Are school trustees urban planners? No.

Do decisions made by school board trustees impact city planning? Absolutely.

Twitter: Nov 7th 2012: “@michaeljanz: For the record- last tue at #epsb I argued to include new schools in our capital plan. There are kids in the SW #yeg who really need them.”

Part of the reason I ran for the school board was that I wanted to see a more integrated approach to how we build our communities– with the provincial, municipal, and school boards working together. Although it doesn’t get the same headlines as school closure related issues, I’m thrilled that our board has been working hard on many initiatives for kids like the anti-bullying work, special needs task force, and district priorities. 

I’m glad our board had the opportunity to participate in the community sustainability task force and I hope it leads to more collaborative planning in the future. I look forward to a more coordination and discussion in the future!

Like city council, we need to understand that a city is a complex organism and decisions made by one level of government have dramatic effects upon other entities. Political decisions made in isolation can trigger trickle-down effects that severely impact the work of other levels of government.

If the School Board decides to open a new school, change a neighbourhood school to a magnet site, move yellow bus service, or close a school, all of these decisions have urban planning applications for the whole neighbourhood.

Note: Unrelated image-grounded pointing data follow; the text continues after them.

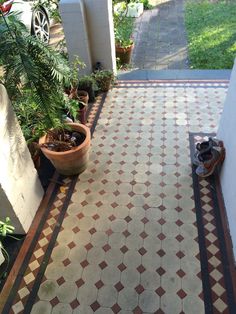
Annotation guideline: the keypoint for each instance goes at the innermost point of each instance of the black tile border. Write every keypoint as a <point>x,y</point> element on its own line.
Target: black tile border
<point>225,258</point>
<point>58,182</point>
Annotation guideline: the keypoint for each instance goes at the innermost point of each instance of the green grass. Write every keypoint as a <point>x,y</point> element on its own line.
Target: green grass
<point>211,31</point>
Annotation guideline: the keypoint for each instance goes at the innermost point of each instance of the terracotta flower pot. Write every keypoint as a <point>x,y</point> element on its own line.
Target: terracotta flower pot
<point>83,96</point>
<point>73,161</point>
<point>124,54</point>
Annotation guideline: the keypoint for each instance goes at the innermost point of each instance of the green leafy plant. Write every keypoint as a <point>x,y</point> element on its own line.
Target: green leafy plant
<point>6,230</point>
<point>104,78</point>
<point>33,75</point>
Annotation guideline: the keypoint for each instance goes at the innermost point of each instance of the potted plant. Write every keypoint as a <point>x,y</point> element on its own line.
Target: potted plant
<point>6,230</point>
<point>35,71</point>
<point>104,79</point>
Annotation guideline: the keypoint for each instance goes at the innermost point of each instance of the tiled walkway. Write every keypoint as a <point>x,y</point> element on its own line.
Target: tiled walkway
<point>160,37</point>
<point>129,242</point>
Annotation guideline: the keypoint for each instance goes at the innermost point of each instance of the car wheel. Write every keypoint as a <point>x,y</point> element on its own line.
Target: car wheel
<point>40,25</point>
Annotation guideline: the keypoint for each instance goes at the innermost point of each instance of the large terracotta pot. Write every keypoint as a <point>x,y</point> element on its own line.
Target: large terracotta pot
<point>124,54</point>
<point>73,161</point>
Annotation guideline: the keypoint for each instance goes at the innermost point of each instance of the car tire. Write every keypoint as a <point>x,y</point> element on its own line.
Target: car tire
<point>40,25</point>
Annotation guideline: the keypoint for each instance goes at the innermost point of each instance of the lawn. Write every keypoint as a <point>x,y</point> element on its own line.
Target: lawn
<point>211,31</point>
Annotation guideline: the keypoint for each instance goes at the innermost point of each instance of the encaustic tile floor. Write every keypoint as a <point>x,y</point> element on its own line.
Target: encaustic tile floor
<point>137,232</point>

Conversely, if the city is going to make transportation decisions that lead to unsafe streets around schools, even though that decision isn’t the jurisdiction of school trustees, you can bet that they should speak up!

Edmonton’s growth plan (in practice) continues to be sprawl-baby-sprawl and has not made family and seniors-friendly infill densification a priority. There’s some nice language in The Way We Grow but in reality development continues outside rather than inside the Henday.Continuing to green-light more sprawl neighbourhoods creates enormous pressure on school boards to meet the educational needs of families who are living further and further away from existing schools.

In the short term, I do support new schools in areas of need. In the long-term, I hope that we will be able to incentivize more families to return to existing neighbourhoods where we have already paid for services. But this won’t happen overnight, and the buck stops with the city of Edmonton and the capital region board on growth decisions. Until then, wherever the children live in Edmonton, we have an obligation to ensure they receive a top-notch Edmonton Public education.

If the city changed its development priorities we could get more families back into our mature neighbourhoods, keep schools open, and save money. The school board could save on transportation and hire more teachers instead. It’s the fiscally prudent thing to do.

If established communities want to keep their schools open— Separate or Public—then we need to make it easy for the kids to live where the schools already are.

The Mayor is right, we do need a variety of housing choices in the city, but we also need a variety of housing choices in the neighbourhoods we have already built! We’ve already invested billions of dollars in the core of our city in our schools, playgrounds, parks, and pools, let’s not let it waste and crumble!